Experimentally validated AI model predicts

At Sungkyunkwan University in Seoul, Professor Balachandran Manavalan's team has built an artificial intelligence system that can predict which strains of tomato yellow leaf curl virus will devastate crops—before disease symptoms even appear. The model, called DeepTYLCV, reads viral genomes like a diagnostic code, identifying dangerous variants from DNA sequences alone.

Tomato yellow leaf curl virus is one of the world's most destructive agricultural pathogens. Severe strains trigger leaf curling, yellowing, stunted growth, and catastrophic yield losses. For decades, growers have relied on visible symptoms to identify infected plants, but by then the damage is done. Worse, highly virulent strains continue spreading globally, and some have already overcome the genetic resistance that breeders built into modern tomato varieties. Farmers need a way to spot trouble coming—before it arrives in their fields.

DeepTYLCV solves this by analyzing viral genomes rather than waiting for plants to show physical signs of infection.
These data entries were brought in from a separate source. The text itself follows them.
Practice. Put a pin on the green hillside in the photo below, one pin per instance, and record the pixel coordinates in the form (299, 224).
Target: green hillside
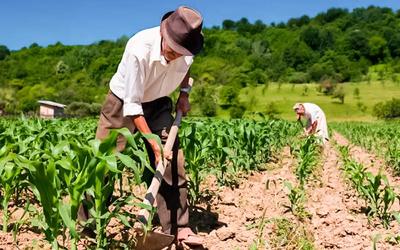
(239, 57)
(354, 108)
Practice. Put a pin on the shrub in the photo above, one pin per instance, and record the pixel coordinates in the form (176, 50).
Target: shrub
(387, 110)
(237, 111)
(298, 77)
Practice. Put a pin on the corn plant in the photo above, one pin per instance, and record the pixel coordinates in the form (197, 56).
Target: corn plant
(374, 189)
(297, 198)
(307, 155)
(380, 138)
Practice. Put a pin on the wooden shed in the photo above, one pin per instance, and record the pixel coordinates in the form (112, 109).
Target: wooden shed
(49, 109)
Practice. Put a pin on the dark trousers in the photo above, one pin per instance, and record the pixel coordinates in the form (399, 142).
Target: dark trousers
(172, 207)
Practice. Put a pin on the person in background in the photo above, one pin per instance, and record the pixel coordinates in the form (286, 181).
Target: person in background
(316, 120)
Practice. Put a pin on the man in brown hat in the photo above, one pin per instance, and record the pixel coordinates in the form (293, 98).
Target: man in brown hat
(155, 62)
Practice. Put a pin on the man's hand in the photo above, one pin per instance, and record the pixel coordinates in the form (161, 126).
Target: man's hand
(156, 149)
(183, 103)
(141, 125)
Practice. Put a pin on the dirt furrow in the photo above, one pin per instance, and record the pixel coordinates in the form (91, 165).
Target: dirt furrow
(239, 211)
(338, 220)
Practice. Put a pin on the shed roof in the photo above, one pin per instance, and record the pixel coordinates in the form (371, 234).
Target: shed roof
(50, 103)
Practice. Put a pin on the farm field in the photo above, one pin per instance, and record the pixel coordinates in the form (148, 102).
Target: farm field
(252, 185)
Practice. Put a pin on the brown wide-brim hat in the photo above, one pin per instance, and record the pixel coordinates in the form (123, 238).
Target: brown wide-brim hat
(182, 30)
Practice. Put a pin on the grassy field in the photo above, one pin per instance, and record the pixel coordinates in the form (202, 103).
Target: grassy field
(286, 95)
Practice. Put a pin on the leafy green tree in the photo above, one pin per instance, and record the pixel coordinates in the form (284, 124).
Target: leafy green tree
(387, 110)
(4, 52)
(378, 50)
(339, 94)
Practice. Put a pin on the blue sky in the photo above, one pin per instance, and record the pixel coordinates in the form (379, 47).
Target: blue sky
(23, 22)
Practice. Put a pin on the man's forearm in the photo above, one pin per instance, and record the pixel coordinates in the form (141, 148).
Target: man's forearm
(140, 123)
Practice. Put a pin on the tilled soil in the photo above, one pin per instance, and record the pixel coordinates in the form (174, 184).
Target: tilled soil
(230, 217)
(338, 220)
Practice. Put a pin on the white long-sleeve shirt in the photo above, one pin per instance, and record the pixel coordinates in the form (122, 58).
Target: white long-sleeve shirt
(314, 113)
(143, 74)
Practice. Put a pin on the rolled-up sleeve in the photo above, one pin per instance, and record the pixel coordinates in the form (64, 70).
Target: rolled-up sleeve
(134, 87)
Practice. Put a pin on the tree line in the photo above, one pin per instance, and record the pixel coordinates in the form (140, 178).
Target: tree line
(337, 45)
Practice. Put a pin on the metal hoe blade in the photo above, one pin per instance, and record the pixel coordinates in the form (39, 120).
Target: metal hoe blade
(153, 240)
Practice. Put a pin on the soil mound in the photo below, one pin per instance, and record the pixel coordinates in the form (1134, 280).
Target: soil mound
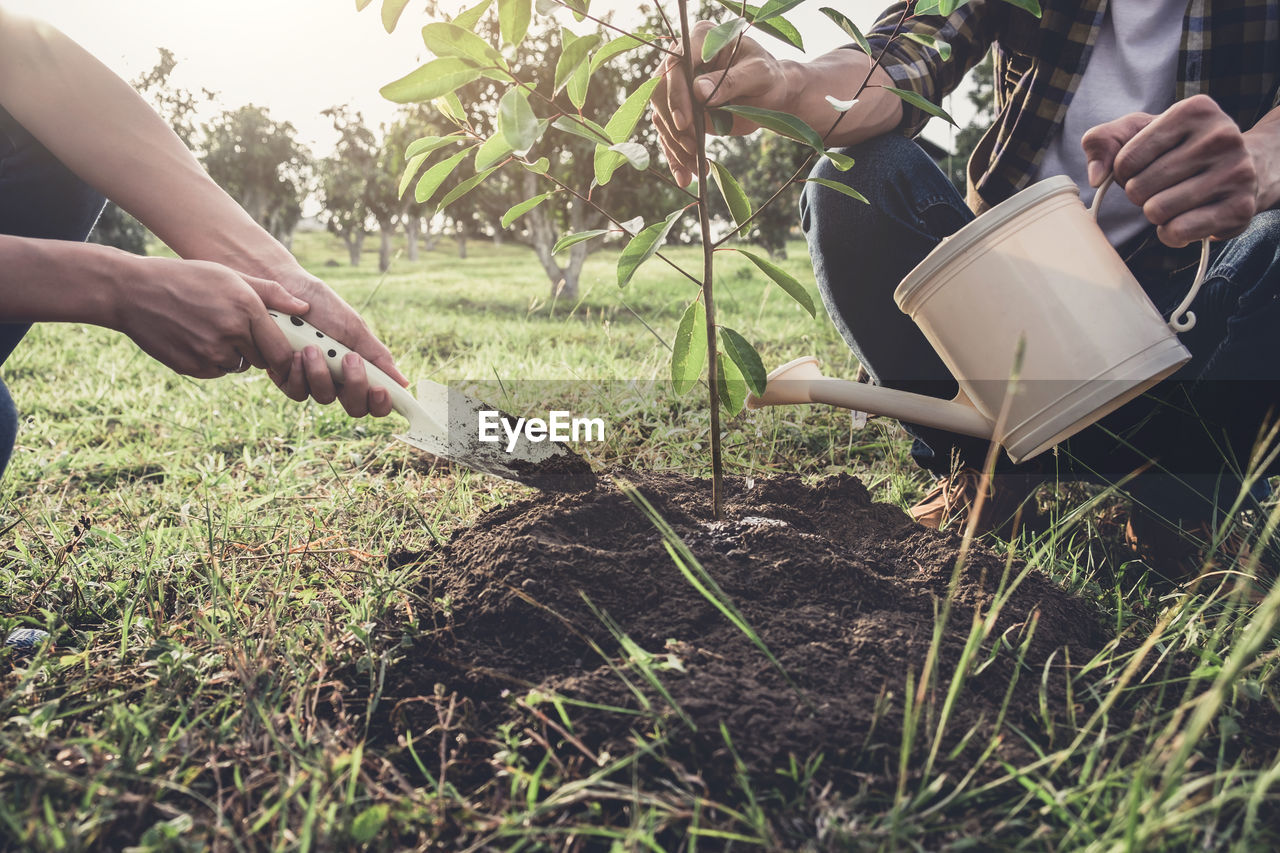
(842, 591)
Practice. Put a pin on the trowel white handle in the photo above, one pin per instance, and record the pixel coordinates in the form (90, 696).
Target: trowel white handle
(1174, 322)
(304, 334)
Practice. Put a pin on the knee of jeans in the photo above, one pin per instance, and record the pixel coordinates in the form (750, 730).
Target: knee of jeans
(8, 427)
(41, 196)
(882, 169)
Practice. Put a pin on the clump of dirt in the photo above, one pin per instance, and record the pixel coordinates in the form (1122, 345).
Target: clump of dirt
(842, 591)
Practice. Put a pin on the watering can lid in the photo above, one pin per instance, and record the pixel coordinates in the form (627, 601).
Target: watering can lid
(913, 287)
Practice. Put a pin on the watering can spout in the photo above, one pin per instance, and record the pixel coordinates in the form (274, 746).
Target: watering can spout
(801, 382)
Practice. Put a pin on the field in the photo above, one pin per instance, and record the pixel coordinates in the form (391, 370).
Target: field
(279, 629)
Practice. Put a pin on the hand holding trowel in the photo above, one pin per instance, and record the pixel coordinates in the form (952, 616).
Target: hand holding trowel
(444, 422)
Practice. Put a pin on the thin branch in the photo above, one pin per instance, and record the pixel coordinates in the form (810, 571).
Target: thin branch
(620, 30)
(804, 165)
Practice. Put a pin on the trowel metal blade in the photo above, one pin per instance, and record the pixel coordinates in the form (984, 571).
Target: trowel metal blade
(544, 465)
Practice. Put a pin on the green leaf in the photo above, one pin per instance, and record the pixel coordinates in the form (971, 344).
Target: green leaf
(736, 200)
(722, 35)
(784, 279)
(722, 121)
(1029, 5)
(730, 383)
(781, 123)
(572, 54)
(635, 154)
(435, 176)
(577, 85)
(470, 18)
(465, 187)
(613, 48)
(689, 352)
(517, 121)
(839, 187)
(849, 27)
(451, 105)
(919, 103)
(842, 160)
(392, 10)
(410, 170)
(929, 41)
(513, 17)
(369, 822)
(609, 159)
(433, 80)
(643, 246)
(583, 127)
(520, 209)
(746, 359)
(775, 8)
(572, 240)
(780, 28)
(492, 151)
(451, 40)
(624, 121)
(428, 144)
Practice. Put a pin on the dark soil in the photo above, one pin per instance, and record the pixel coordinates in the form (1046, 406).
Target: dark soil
(845, 593)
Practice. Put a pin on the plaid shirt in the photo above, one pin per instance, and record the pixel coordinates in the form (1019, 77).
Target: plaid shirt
(1230, 50)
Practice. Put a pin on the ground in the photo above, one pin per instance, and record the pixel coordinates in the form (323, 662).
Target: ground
(279, 629)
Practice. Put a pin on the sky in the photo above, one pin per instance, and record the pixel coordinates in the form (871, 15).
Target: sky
(301, 56)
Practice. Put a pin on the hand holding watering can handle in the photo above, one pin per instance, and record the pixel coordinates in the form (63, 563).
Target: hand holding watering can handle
(1174, 322)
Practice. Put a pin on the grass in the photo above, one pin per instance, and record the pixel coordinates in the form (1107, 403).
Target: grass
(210, 556)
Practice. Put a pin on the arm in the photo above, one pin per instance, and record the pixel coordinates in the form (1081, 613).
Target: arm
(48, 281)
(755, 78)
(1191, 169)
(104, 132)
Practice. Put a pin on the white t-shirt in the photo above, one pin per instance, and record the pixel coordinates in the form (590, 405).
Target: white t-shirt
(1133, 68)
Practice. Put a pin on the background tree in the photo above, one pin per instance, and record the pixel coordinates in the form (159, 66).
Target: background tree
(261, 164)
(570, 159)
(343, 181)
(764, 164)
(178, 108)
(983, 99)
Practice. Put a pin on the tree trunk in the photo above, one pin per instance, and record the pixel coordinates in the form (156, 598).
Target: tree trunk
(411, 226)
(385, 232)
(355, 245)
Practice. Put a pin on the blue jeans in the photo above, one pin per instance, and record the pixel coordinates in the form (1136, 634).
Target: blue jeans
(1198, 425)
(39, 197)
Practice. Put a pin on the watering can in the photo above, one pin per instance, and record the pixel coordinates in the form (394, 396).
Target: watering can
(1034, 314)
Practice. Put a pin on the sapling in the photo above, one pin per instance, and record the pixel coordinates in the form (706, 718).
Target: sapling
(535, 119)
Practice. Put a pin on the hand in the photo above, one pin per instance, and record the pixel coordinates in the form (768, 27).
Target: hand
(754, 78)
(1191, 169)
(307, 374)
(202, 319)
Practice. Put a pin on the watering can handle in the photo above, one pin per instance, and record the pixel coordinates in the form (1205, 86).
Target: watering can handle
(1175, 323)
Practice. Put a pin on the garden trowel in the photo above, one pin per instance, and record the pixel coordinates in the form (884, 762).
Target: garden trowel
(446, 423)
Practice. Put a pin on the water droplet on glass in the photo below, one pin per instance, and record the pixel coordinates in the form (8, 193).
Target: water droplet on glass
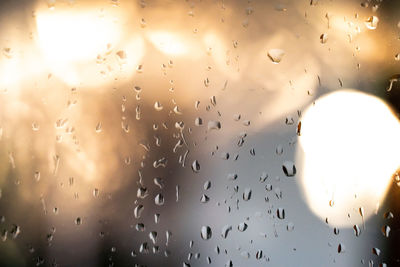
(323, 38)
(196, 166)
(78, 221)
(247, 194)
(206, 232)
(372, 22)
(341, 248)
(357, 230)
(276, 55)
(214, 125)
(225, 231)
(376, 251)
(242, 227)
(386, 230)
(280, 212)
(204, 198)
(198, 121)
(138, 211)
(290, 227)
(207, 185)
(159, 199)
(158, 106)
(289, 169)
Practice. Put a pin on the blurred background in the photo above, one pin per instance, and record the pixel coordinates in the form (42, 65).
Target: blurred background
(199, 133)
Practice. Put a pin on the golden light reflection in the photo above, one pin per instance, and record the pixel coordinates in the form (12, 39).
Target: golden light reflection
(87, 46)
(348, 145)
(169, 43)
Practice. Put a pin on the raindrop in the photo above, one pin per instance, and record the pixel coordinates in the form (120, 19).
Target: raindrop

The model combines two powerful AI approaches: protein language model embeddings (which capture the overall architecture of viral sequences) with a hybrid system of Transformer encoders and multi-scale convolutional neural networks (which spot localized virulence patterns that matter most). This architecture allows the system to recognize both the big picture and the fine details that determine how aggressive a viral strain will be.

The research team, co-led by Dr. Nattanong Bupi, Hariharan Sangaraju, and Duong Thanh Tran, published their findings in Plant Communications. The key innovation here is experimental validation. Rather than simply running predictions on computer data, the researchers performed blind tests on 15 TYLCV isolates—some international reference strains, others collected from Korean fields. They then grew tomato plants, deliberately infected them with each viral variant, and measured what actually happened: symptom severity, viral DNA accumulation, and disease progression over three weeks.

The results were remarkable. DeepTYLCV achieved 100% concordance between its predictions and real-world infection outcomes. Every strain it classified as mild behaved mildly in plants. Every strain it flagged as severe caused severe disease. This is not a theoretical exercise—it is a tool that works.

This matters because DeepTYLCV succeeds where other approaches fail. Conventional field diagnosis depends on visible symptoms, which vary with environmental conditions and observer experience. Image-based AI models face similar limitations. DeepTYLCV needs only a genome sequence, which is becoming cheaper and faster to obtain each year. A farmer, researcher, or agricultural agency can now submit a viral sample for sequencing, feed the genome into this model, and get a reliable prediction within hours instead of weeks.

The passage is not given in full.